Донесение о «Шпионской комедии», поставленной на университетской сцене, поступило от агентурной сети Главного управления внутренних дел Будапешта, дату я записать забыл, но было это где-то в 1981 году. Исполнитель — который явно и много импровизировал — через образ «маленького человека» пытался продемонстрировать, что «система доносительства» якобы имеет в нашем обществе непомерную власть и значение. Со своеобразной издевкой и презрением отзывался он о недостатках нашей правовой системы и роль «доносителей» в этой системе, начиная от следствия вплоть до вынесения приговора, показывал так, чтобы вызвать в зрителях неприязнь к «маленькому человеку». Что касается конкретных, да и принципиальных, аспектов художественного анализа, то это, конечно, не Кулчар-Сабо[53]! На присутствовавших в зале примерно четырехсот молодых людей спектакль, несомненно, повлиял разлагающе. Ну прямо как у поэта: Хочу сверх школьных всех программ (университетская сцена!) народ мутить — скажу я вам — по существу[54]!
Мероприятия: На контролируемых нами объектах продолжать наблюдение за представлениями «Шпионской комедии». Так и видится, как я голыми руками (пером, точнее сказать!) душу эту гнусную диктатуру. Неудивительно, что она продержалась недолго.
Донесение 1983 года в связи с делом Дураи[55]. Вместе с тем им удалось привлечь на свою сторону некоторых новых лиц, среди них значительных, таких как Ш. Вёреш, Т. Вилы, Э. Балинт, П. Э. и др. Как термит, перемалывал я плоть режима! [Перебор.]

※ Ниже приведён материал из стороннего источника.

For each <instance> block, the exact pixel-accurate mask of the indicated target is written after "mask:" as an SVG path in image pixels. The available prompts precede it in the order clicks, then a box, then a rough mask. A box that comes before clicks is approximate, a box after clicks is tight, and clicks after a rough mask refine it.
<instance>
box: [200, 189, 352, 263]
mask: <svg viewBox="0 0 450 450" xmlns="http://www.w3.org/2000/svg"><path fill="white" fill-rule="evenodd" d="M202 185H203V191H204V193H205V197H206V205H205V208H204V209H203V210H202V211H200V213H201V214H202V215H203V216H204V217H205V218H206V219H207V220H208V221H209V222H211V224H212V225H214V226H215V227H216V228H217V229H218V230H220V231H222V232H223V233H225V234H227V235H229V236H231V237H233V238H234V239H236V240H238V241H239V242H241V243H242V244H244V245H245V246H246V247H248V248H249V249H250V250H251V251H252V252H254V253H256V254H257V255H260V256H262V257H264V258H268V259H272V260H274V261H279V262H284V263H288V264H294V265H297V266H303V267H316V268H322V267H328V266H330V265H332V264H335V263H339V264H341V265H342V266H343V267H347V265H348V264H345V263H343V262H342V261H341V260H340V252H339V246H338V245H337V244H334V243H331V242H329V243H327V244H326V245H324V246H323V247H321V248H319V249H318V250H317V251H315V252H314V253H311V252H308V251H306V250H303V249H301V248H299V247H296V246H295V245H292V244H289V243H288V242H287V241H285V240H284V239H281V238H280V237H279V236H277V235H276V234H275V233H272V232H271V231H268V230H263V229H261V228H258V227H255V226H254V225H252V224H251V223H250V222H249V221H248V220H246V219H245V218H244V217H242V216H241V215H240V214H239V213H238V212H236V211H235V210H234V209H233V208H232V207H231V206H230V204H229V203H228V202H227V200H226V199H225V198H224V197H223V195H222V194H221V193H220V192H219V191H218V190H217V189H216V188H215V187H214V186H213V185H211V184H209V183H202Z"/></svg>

Записка о Пецке[56]. О том, что следят за ним, контролируют, и о том, что он собирается встретиться со мной. Все это настолько неинтересно. Мое революционное прошлое. Не пора ли вернуться к Чанади!

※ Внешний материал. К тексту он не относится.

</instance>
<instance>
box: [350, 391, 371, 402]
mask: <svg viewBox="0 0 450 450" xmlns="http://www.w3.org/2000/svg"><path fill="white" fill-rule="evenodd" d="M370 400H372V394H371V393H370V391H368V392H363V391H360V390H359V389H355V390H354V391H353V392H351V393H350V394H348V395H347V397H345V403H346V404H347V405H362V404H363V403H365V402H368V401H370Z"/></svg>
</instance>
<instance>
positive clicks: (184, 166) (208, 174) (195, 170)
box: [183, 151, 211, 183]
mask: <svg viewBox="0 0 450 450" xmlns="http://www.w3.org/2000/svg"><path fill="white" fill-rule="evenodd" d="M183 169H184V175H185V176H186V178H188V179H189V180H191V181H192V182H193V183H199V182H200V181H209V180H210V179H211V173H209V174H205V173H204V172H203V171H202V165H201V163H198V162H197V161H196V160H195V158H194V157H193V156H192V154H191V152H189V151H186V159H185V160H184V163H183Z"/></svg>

Именной указатель, опять множество старых добрых имен, родственники, знакомые, неизвестные. Первое донесение датировано 21 января 1960 года, последнее — 24 марта 1964-го. Около 150 донесений за четыре года, в среднем — по три донесения в месяц. Количество листов в деле — 378.
В последний раз я был здесь 16 февраля, прошло три месяца. За это время отец написал бы не менее десяти обстоятельных донесений.
Мне снова приходится привыкать к его великолепному почерку.
Не знаю почему, но именно в этот момент меня покидает вся моя смелость. Все это слишком больно, нет, нет, это надо оставить в наследии. Пусть публикуют дети. Заработают кучу денег. Я готов передать им рукопись на смертном одре, как тайное фамильное сокровище. Как самую драгоценную корону семьи, перед тем как бессмертная душа покинет узилище тела. — Mehr Licht[57]. ж. с.
Меня покинула смелость, я боюсь, что на меня будут смотреть как на чудовище. Или с жалостью. [Как смогут, так и будут смотреть…] Как на человека, чей отец ушел в холод. Неплохое, кстати, было бы название.
<Внезапно м. п. у., что, наверное, самым трудным будет не тот момент, когда эта книга взорвется. Разумеется, ее выход сопряжен с риском, он повлечет за собой всякие непредвиденности, но самым тяжелым бременем будет последующая за этим повседневность. Когда кто-нибудь, через пару лет, спросит непринужденно: скажи, это твой отец был гэбэшником? Э-э, да нет, не совсем, он только писал доносы…. Ну понятно.
И все. Тишина. Ни изумления, ни отвращения, ни сочувствия — ничего. И это неизвестно что означающее «понятно» нам придется свинцовым грузом тащить на себе всю жизнь.>
В первом донесении описываются родственные связи членов семьи Эстерхази. Тоска. Агент получил задание, используя свои связи, возобновить дружеские отношения с А. С. Посетить его на квартире, познакомиться с обществом, которое там собирается.